RM: Parce que les gendarmes, c'était l'armée bien sur.

IAB: Maintenant ils sont au ministère de l'intérieur, et puis l'intérieur va absorber la gendarmerie, donc ils vont se retrouver avec le statut de policier, sauf que leur nombre d’heures de travail n’est pas limité : ils peuvent travailler 100 heures par semaine sans être payés plus que s’ils en faisaient 35. Et l'évolution actuelle, c'est de supprimer la police publique, donc la gendarmerie aussi, pour les remplacer par des polices privées.
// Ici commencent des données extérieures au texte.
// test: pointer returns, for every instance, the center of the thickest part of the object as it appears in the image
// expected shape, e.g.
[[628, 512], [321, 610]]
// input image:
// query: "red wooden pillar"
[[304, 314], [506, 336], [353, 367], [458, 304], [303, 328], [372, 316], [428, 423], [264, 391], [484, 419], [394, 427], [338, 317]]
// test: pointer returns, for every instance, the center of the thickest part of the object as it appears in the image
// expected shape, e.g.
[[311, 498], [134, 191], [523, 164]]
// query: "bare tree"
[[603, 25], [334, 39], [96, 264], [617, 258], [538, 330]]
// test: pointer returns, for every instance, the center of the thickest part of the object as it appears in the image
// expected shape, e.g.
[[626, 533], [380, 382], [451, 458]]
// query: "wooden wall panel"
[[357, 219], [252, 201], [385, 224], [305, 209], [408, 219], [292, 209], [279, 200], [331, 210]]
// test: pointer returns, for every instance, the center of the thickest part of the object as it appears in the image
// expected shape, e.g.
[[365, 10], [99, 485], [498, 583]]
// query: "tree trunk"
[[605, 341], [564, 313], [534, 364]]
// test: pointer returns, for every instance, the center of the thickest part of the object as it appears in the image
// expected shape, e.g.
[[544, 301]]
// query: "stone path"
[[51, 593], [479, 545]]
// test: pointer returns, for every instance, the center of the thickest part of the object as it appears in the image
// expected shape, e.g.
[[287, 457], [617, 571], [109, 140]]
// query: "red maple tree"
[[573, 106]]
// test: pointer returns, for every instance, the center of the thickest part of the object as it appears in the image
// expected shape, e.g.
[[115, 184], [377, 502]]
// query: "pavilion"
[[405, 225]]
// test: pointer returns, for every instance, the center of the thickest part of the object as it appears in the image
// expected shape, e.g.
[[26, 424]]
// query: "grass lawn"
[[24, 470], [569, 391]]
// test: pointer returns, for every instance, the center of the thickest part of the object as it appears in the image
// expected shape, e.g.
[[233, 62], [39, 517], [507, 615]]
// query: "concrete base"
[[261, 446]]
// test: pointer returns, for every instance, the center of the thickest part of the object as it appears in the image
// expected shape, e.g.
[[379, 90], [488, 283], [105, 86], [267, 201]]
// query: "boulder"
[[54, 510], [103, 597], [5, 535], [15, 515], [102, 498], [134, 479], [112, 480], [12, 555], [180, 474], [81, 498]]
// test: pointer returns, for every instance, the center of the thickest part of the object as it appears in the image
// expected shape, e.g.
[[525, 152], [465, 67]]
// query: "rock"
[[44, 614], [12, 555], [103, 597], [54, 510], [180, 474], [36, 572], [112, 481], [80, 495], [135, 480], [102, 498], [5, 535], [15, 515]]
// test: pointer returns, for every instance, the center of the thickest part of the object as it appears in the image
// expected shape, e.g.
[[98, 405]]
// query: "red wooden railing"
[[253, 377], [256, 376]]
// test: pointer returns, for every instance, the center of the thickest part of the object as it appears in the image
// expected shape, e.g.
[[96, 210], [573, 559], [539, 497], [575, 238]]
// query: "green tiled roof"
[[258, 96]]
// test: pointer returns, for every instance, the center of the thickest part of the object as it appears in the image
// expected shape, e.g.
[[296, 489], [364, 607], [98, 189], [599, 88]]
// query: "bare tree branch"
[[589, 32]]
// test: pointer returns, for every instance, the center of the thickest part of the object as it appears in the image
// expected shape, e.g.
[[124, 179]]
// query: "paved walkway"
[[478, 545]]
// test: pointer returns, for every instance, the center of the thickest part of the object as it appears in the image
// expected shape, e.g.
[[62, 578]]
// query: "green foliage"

RM : Ils ont fait cette tentative aux Etats-Unis, ils en reviennent. Mais d'un point de vue d'une société de contrôle, c'est très bien, très efficace, parce que les flics travailleront au résultat, donc pourront réprimer mieux.

IAB: Ceci dit, la politique du chiffre, la culture du résultat, ils ne sont pas du tout d'accord, ni les gendarmes, ni les flics.

RM : Ils n'auront pas leur mot à dire.

IAB: Ah ben là, ils n'ont pas leur mot à dire, c'est pour ça que … Oui mais attends, tout ça, ça ne marche que, le contrôle ne marche que s'il a une force qui l'impose, mais le jour où la force se retourne contre lui…

RM : Oui, mais la résistance fait qu'elle est toujours plus forte, donc nos amis trouveront certainement des ruses …Nos amis ils sont ailleurs, et ils seront toujours ailleurs, c'est pour cela qu'ils ne sont pas rattrapables. Moi ce que j'essaie d'enseigner, j'ai un fils qui est altermondialiste, et qui se trouve, parce que son âge, etc., souvent dans des situations frontales. Mais il faut qu'il apprenne à ne plus être frontal, parce qu'à ce moment-là, les instruments de contrôle sont foutus. L'important, c'est de ne pas être cernable, de ne pas être identifiable; si tu es vraiment très multiple, qu'est-ce qu'ils peuvent faire sur toi ? rien. Donc malheureusement, même les gendarmes, ils ont trouvé un moyen là de contourner les gendarmes. Parce que s'ils en sont à être payés aux résultats, ils deviennent beaucoup plus dangereux.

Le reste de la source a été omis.